Combined T- and B-cell Immunodeficiency
Severe Combined Immunodeficiency
SCID is a heterogeneous group of congenital disorders characterized by molecular defects in both T- and B-cell function and are classified as T-B+NK+, T-B+NK-, T-B-NK+, or T-B-NK-. SCID is estimated to be in 1 of 50,000 to 500,000 live births. Infants with SCID present in the first year of life with severe recurrent bacterial or viral infections, eczematoid rashes, failure to thrive, and overwhelming sepsis. The genetic mutations that result in the SCID phenotype are deficiencies in adenosine deaminase, purine nucleoside, ZAP70, JAK3, and defects in the interleukin (IL)-7 receptor; the X-linked form, which is more common, results from a defect in the common gamma chain. The diagnosis of SCID is established when the absolute lymphocyte count is less than 2500 cells/mm, T cells make up less than 20% of the total lymphocytes, and the response to mitogens is less than 10% of the control. Serum levels of immunoglobulins are usually very low, and specific antibody responses are impaired. Diagnosis of infants often is delayed by several months as a result of the protection of maternal antibodies. When there is a prior SCID-affected child with a known specific molecular defect, a prenatal diagnosis can be made through genetic testing. Early recognition and diagnosis is crucial to these patients because bone marrow transplantation is necessary for survival. A newborn screening program is already in place in several states. Patients are often kept in isolation while awaiting the diagnosis and before treatment. Replacement Ig therapy is given, as well as prophylaxis for Pneumocystis jiroveci pneumonia. Live vaccinations should not be given to the patient or the patient's caregivers because they can cause life-threatening infections. Blood products are irradiated before administration to prevent graft-versus-host disease (GVHD).

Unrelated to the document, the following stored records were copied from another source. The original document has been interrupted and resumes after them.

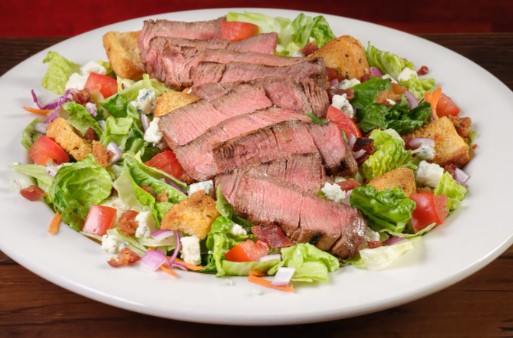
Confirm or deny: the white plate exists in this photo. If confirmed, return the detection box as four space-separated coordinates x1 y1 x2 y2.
0 9 513 325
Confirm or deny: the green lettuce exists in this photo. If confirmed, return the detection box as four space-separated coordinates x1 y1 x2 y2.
360 129 414 181
267 243 340 283
41 51 80 95
48 155 112 230
350 185 415 233
226 12 335 55
434 171 467 211
351 77 431 135
365 43 435 100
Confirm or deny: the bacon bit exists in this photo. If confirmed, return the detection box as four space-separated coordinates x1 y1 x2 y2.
20 184 45 201
251 225 292 248
107 248 141 268
248 270 294 292
21 106 52 116
156 190 169 202
417 66 429 76
48 212 62 235
93 141 109 168
367 241 383 249
84 128 98 142
118 210 139 236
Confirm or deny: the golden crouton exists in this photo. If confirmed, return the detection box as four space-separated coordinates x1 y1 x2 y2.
310 35 369 80
160 190 219 240
153 91 199 117
404 116 470 167
103 31 144 80
369 168 417 196
46 117 93 161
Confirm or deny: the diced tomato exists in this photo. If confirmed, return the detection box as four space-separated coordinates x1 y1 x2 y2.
145 150 183 178
221 21 258 41
20 185 45 201
436 93 460 117
409 192 449 232
28 135 69 165
225 239 269 262
82 205 116 236
326 105 362 139
84 73 118 98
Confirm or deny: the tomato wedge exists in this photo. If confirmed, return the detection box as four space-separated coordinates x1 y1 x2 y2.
28 135 69 165
436 93 460 117
84 73 118 98
225 239 269 262
221 21 258 41
82 205 117 236
145 150 183 178
409 192 449 232
326 105 362 139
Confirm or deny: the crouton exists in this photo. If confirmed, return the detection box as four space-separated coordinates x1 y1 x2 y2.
368 168 417 196
160 190 219 240
103 31 144 80
310 35 369 80
404 116 470 167
46 117 93 161
153 91 199 117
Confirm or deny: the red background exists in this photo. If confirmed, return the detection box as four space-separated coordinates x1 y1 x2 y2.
0 0 513 37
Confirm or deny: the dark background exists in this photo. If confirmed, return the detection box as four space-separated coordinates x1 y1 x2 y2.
0 0 513 37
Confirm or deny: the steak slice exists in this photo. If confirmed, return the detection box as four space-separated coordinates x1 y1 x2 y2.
194 76 330 117
173 107 309 181
159 85 272 149
213 121 318 173
216 174 366 258
139 17 225 60
310 122 358 176
191 58 326 88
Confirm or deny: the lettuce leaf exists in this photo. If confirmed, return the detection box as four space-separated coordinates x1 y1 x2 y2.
48 155 112 230
361 129 413 181
41 51 80 95
350 185 415 233
434 171 467 212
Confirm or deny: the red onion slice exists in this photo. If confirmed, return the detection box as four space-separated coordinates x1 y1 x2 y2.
141 250 166 271
271 266 296 286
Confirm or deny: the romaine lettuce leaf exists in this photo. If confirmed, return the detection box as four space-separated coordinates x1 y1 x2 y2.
48 155 112 230
350 185 415 233
41 51 80 95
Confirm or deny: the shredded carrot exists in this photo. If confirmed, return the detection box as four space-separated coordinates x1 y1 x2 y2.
248 270 294 292
48 212 62 235
22 106 51 116
424 86 442 119
175 258 203 271
160 264 177 277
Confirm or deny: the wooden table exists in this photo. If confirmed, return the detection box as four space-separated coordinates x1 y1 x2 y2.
0 33 513 338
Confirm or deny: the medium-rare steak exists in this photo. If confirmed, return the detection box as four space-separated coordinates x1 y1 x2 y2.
213 121 318 173
194 76 330 117
216 174 366 258
139 17 225 60
173 107 309 181
191 58 326 88
159 85 272 149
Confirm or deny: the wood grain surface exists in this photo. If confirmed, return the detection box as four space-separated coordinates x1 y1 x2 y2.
0 33 513 338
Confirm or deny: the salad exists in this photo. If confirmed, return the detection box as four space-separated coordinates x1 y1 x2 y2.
12 12 473 291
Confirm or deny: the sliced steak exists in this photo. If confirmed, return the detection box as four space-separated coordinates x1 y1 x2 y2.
159 85 272 149
173 107 309 181
310 122 358 176
146 45 307 88
213 121 318 172
191 58 326 88
216 174 366 258
194 76 330 117
139 17 225 60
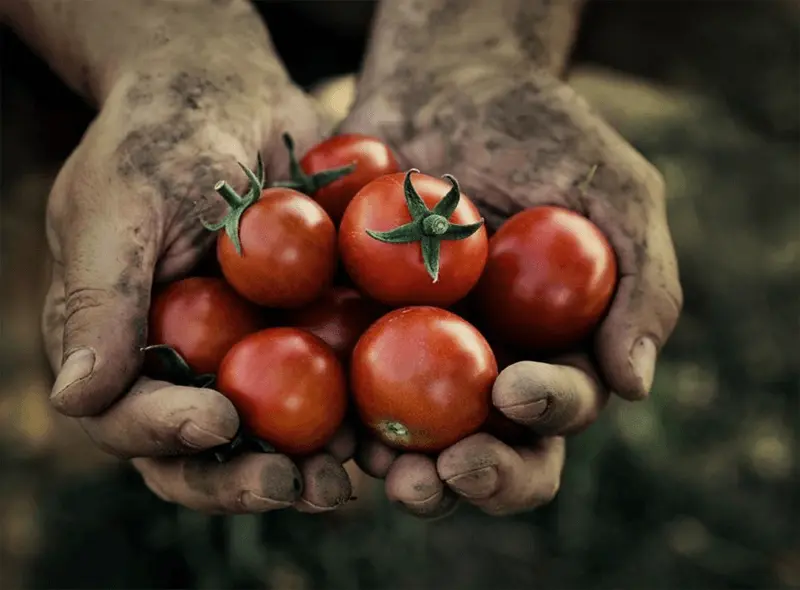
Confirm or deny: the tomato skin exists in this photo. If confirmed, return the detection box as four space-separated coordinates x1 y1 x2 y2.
285 286 383 363
217 328 347 456
217 188 336 308
339 173 489 307
300 133 400 224
350 307 497 452
148 277 264 374
476 206 617 351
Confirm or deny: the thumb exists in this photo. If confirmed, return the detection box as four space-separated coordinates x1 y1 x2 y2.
51 198 159 417
595 204 683 400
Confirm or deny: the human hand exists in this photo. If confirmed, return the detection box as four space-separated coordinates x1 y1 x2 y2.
341 62 682 516
43 63 353 513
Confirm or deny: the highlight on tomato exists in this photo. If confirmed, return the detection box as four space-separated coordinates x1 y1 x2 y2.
273 133 400 224
350 306 497 453
203 154 337 309
474 206 617 352
339 169 488 307
217 328 347 456
148 277 264 380
283 286 384 363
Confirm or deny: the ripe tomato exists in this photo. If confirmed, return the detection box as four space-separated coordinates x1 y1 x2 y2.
285 287 382 362
339 170 488 307
476 207 617 351
206 160 336 308
217 328 347 455
350 307 497 452
148 277 263 374
280 133 400 224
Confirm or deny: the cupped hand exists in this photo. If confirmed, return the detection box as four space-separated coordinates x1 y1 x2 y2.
43 68 353 512
341 63 682 516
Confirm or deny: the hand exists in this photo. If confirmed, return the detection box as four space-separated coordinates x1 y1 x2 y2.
43 68 353 512
342 63 682 515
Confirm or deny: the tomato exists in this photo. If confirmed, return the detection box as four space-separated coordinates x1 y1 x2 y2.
281 133 400 224
206 160 336 308
284 287 382 362
339 170 488 307
350 307 497 452
476 207 617 351
217 328 347 455
148 277 263 374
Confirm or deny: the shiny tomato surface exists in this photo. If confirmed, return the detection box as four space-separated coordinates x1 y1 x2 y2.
300 133 400 224
148 277 264 374
475 207 617 351
339 173 488 307
217 188 337 308
350 307 497 452
217 328 347 456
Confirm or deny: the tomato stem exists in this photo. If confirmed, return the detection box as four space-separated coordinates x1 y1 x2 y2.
367 168 483 283
200 153 265 256
271 133 356 196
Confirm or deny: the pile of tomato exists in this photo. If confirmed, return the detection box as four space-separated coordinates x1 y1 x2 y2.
148 135 617 456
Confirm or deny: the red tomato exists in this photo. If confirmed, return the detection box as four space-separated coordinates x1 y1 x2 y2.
217 188 336 308
350 307 497 452
148 277 263 374
285 287 382 362
476 207 617 351
217 328 347 455
300 133 400 224
339 173 488 307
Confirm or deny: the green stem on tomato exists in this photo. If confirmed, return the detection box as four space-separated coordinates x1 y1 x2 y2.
367 168 483 283
142 344 216 387
271 133 356 196
200 153 264 256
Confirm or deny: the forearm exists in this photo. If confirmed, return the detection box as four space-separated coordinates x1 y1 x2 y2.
0 0 285 105
362 0 585 91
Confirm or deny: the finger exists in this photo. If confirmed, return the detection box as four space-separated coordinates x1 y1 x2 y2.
355 437 399 479
133 453 303 514
492 359 608 436
436 433 565 516
595 180 683 400
295 455 353 513
51 171 160 416
81 377 239 459
386 453 457 518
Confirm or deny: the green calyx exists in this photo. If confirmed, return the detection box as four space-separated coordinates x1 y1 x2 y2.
142 344 216 388
367 168 483 283
271 133 356 196
201 153 265 256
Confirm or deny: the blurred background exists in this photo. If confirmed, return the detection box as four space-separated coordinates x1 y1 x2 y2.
0 0 800 590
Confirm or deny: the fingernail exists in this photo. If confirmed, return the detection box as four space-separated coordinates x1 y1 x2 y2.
244 491 293 512
630 337 657 397
50 348 95 403
447 467 499 500
180 421 230 449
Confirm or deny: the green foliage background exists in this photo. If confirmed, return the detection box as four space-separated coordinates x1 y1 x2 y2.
0 2 800 590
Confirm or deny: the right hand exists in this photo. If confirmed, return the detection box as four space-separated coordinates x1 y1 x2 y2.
43 67 354 513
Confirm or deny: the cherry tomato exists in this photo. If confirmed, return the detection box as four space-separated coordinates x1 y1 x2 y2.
339 171 488 307
476 207 617 351
148 277 263 374
217 328 347 455
285 287 383 362
350 307 497 452
217 187 336 308
300 133 400 224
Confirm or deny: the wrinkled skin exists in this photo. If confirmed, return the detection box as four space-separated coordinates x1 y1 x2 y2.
341 61 682 517
43 64 353 513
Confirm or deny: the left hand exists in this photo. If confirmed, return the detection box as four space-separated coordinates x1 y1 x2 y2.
340 64 683 516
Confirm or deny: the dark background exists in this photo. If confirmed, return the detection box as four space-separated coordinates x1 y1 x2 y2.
0 0 800 590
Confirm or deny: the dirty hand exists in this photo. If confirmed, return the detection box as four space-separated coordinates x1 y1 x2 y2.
43 64 353 513
342 63 682 516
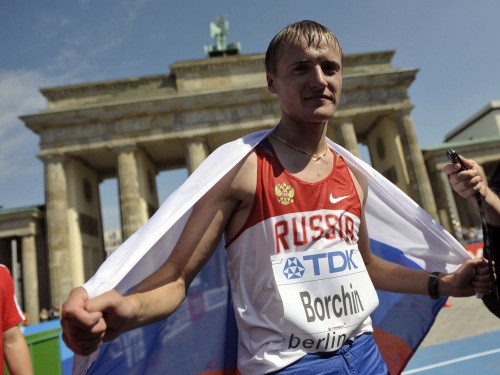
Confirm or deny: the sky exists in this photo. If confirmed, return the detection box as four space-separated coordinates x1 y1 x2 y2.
0 0 500 228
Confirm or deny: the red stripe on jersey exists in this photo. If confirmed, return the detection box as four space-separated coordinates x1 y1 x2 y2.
226 140 361 252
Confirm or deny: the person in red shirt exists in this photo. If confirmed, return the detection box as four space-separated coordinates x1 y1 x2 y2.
0 264 33 375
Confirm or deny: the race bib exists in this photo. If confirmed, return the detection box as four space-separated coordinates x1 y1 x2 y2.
271 245 378 353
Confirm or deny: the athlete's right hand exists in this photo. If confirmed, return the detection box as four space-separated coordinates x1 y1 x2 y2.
61 287 136 356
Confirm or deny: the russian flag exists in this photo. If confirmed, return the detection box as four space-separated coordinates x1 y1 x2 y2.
73 130 470 375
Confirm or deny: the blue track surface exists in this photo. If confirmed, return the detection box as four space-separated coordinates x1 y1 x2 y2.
403 331 500 375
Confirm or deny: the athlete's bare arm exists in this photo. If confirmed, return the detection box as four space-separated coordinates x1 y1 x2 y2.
350 169 491 297
61 153 257 355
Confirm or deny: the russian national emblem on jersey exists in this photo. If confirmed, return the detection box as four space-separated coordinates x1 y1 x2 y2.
274 182 295 206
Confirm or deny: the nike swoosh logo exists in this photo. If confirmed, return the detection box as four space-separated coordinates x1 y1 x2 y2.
330 193 349 204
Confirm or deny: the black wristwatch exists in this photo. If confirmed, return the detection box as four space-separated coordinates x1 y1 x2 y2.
427 272 440 299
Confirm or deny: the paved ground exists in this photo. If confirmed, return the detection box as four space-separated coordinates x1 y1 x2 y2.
421 297 500 348
403 297 500 375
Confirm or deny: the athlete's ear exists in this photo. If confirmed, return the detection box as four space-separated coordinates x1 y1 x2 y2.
266 73 277 94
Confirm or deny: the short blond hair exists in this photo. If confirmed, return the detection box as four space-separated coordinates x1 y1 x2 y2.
265 20 344 74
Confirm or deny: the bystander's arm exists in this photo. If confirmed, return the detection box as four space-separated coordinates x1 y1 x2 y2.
3 326 33 375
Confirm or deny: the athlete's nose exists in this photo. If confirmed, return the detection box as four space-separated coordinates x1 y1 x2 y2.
311 65 328 88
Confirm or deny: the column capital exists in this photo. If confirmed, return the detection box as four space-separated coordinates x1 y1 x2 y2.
38 152 68 163
392 105 415 117
109 142 139 155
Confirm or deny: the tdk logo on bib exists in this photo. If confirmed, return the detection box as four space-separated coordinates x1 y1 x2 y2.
283 257 305 280
283 249 358 280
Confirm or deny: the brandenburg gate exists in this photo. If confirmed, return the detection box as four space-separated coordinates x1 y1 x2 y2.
22 51 437 304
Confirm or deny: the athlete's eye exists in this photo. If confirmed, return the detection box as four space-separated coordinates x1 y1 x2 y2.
321 61 340 75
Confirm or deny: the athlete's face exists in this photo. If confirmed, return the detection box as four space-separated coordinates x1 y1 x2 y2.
267 39 342 127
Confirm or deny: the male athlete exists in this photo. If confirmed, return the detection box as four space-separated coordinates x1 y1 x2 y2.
62 21 490 374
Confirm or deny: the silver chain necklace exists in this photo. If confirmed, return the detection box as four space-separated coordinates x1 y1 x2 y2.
269 133 328 162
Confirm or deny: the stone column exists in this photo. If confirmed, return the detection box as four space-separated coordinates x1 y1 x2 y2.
336 118 359 157
116 145 145 241
395 110 438 219
186 138 208 174
45 155 74 306
21 235 40 324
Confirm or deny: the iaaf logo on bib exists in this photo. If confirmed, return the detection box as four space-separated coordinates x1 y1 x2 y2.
283 249 358 280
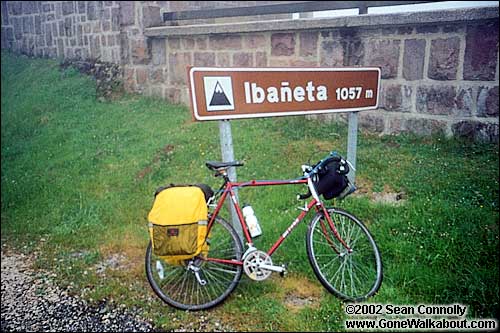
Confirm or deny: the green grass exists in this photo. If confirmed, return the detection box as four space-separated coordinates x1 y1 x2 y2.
1 53 500 331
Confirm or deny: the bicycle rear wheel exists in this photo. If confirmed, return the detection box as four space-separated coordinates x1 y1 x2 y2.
146 218 243 311
306 208 382 301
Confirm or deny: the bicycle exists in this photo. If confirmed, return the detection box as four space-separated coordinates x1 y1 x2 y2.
145 152 383 311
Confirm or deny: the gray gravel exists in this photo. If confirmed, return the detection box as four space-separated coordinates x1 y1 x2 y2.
1 246 153 332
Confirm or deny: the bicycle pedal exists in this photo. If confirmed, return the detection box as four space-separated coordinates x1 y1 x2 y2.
280 264 288 277
297 205 309 212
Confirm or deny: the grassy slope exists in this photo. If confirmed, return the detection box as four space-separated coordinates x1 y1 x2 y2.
1 53 500 331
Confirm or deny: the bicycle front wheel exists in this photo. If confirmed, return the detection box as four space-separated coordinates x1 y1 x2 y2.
146 218 243 311
306 208 382 302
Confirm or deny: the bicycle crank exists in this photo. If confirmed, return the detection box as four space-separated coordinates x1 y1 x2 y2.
243 250 286 281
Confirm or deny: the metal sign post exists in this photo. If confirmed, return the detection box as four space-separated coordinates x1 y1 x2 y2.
347 112 358 184
219 120 243 240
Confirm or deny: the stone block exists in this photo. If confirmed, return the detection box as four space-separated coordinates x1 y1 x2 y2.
319 40 344 67
417 25 439 34
209 35 242 50
165 87 181 104
193 52 215 67
2 27 14 41
142 6 163 28
130 39 151 65
87 1 97 20
417 86 457 115
383 84 403 111
403 39 425 81
216 52 231 67
151 38 167 66
365 40 401 79
341 37 365 66
135 67 148 85
21 1 36 14
9 1 23 15
255 51 267 67
181 37 195 50
299 31 318 57
167 37 181 50
2 1 9 25
42 1 51 13
288 59 318 67
119 1 135 25
123 67 135 91
398 26 413 35
453 87 476 117
243 34 267 50
195 37 208 50
78 1 87 14
233 52 253 67
271 33 295 56
477 86 498 118
101 21 111 32
23 16 32 34
149 67 165 84
443 24 465 33
111 8 120 31
464 20 498 81
11 17 23 39
119 32 130 64
62 1 75 15
427 37 460 80
451 120 498 143
168 52 192 84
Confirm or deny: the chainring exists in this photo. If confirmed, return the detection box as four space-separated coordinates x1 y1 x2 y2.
243 250 273 281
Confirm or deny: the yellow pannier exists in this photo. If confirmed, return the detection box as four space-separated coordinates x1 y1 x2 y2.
148 186 208 265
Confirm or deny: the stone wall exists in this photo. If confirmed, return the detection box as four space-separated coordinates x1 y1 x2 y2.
2 1 499 141
2 1 120 63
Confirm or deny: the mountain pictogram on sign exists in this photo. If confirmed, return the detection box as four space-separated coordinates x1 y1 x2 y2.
209 81 231 106
203 76 234 111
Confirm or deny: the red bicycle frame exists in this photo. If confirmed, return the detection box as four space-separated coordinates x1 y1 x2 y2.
205 177 352 265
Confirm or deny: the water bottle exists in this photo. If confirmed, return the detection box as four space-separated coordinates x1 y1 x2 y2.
156 260 165 280
243 205 262 238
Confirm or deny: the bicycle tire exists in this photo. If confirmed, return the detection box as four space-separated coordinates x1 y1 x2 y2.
306 208 383 302
145 217 243 311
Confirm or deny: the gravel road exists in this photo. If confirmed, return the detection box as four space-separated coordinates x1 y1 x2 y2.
1 246 153 332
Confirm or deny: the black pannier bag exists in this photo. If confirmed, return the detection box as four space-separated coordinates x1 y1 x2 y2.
314 155 356 200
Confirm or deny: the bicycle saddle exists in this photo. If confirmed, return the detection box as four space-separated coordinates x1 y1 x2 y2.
205 161 245 170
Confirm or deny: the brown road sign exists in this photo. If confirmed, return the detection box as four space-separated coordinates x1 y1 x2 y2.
188 67 380 120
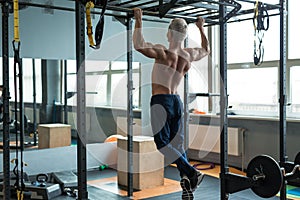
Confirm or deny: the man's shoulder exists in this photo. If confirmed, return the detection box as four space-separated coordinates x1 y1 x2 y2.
154 44 167 50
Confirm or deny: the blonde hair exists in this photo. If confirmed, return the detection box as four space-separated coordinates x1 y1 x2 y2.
169 18 187 41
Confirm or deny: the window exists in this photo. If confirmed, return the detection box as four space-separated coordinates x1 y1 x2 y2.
67 60 140 108
287 66 300 117
0 58 42 103
228 67 278 116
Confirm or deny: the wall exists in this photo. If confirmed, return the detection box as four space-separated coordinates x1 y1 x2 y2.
0 0 169 61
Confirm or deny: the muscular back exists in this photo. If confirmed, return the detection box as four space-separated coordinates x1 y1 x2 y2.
152 48 191 95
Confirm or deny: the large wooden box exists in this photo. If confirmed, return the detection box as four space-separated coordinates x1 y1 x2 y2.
38 124 71 149
117 136 164 190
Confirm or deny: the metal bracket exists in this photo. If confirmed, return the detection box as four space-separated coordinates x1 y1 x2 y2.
159 0 178 18
44 0 54 15
114 17 127 26
223 0 242 22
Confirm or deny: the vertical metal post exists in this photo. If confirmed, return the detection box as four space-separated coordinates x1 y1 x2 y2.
219 0 229 200
15 55 25 184
183 39 190 151
76 1 88 200
32 59 37 146
1 0 10 199
64 60 68 124
279 0 287 200
126 16 134 197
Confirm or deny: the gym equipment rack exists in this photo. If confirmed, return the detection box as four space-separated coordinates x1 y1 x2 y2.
0 0 287 199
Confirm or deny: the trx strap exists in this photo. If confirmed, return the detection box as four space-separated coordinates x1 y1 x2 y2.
12 0 25 200
85 0 108 49
253 0 269 65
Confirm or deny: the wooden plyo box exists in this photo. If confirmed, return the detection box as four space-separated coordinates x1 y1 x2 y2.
38 124 71 149
117 136 164 190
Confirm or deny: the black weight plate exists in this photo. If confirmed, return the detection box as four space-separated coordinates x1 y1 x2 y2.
247 155 283 198
294 152 300 165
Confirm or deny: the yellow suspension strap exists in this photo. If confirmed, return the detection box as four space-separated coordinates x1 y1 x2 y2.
253 0 269 65
11 0 25 200
85 0 108 49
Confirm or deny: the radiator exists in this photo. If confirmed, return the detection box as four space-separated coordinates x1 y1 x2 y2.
189 124 243 156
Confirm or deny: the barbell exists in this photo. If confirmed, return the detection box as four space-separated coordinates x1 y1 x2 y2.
223 152 300 198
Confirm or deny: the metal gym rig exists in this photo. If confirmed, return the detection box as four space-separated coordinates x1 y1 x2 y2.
1 0 300 200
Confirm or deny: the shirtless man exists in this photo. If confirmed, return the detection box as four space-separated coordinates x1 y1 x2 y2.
133 8 210 200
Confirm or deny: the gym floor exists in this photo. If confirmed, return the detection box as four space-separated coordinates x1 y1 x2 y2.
51 166 280 200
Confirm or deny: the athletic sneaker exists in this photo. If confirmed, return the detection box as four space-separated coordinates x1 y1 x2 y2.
190 171 204 192
180 176 194 200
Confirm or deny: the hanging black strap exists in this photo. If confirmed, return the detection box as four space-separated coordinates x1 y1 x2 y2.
253 0 269 65
86 0 108 49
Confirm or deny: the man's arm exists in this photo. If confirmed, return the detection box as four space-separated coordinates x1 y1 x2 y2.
133 8 163 59
186 17 210 61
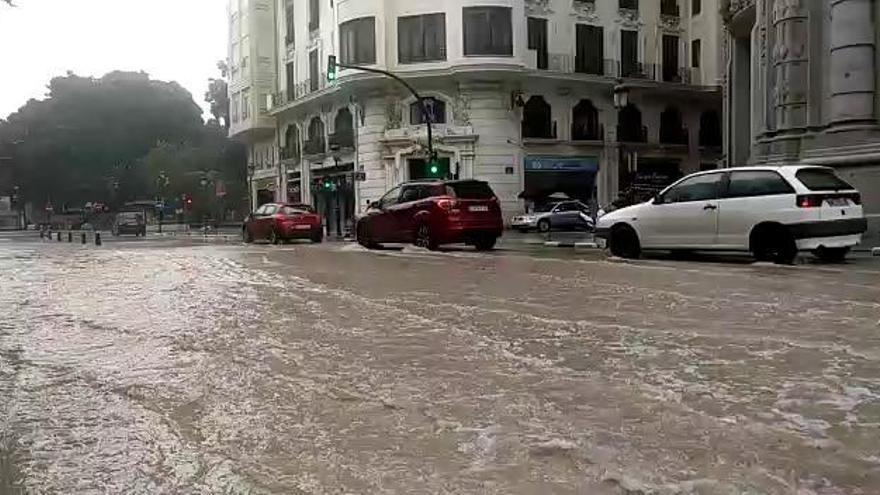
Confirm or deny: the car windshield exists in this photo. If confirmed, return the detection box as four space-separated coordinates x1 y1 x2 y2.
795 167 854 191
446 181 495 199
535 203 559 213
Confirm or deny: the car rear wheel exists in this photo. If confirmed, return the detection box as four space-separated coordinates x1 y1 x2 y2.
751 225 798 265
269 229 281 244
357 223 379 249
813 247 849 263
414 223 439 251
474 235 498 251
608 225 642 259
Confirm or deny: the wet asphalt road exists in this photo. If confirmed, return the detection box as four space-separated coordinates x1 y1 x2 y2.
0 236 880 495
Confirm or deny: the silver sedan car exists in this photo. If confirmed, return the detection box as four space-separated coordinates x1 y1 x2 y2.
510 201 595 232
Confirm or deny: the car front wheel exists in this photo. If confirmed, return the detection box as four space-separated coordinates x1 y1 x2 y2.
608 225 642 259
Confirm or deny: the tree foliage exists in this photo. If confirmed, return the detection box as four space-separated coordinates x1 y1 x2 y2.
0 72 245 212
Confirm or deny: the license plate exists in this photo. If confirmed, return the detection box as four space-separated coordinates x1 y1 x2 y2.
825 198 849 206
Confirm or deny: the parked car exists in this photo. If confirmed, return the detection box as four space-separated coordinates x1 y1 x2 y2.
356 180 504 251
596 166 867 263
510 201 595 232
241 203 324 244
110 211 147 237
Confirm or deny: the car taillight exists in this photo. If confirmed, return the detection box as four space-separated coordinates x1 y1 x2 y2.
437 199 461 214
797 194 824 208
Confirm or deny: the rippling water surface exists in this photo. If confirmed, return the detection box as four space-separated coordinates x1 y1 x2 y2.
0 242 880 495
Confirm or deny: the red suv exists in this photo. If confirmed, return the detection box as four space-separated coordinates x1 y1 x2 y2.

Because SCID phenotypes involve both T- and B-cell dysfunction, GI disorders often occur in SCID patients. Oral, esophageal, and perianal candidiasis is common and can affect oral intake. Affected children develop severe diarrhea and malabsorption early in life, and stool should be sent to a laboratory to check for viral and opportunistic infections, especially rotavirus. Chronic infection with rotavirus has been reported in patients who have received the live vaccination. Cytomegalovirus and adenovirus infections also have been identified in GI biopsy specimens. GI biopsy specimens show hypocellular lamina propria, without plasma cells or lymphocytes. Villous atrophy may occur in some infants owing to damage in the intestine after viral or bacterial infections. Patients with SCID who receive blood transfusions or allogeneic bone marrow transplantation are susceptible to GVHD and a GVHD-like process affecting the colon and small intestine.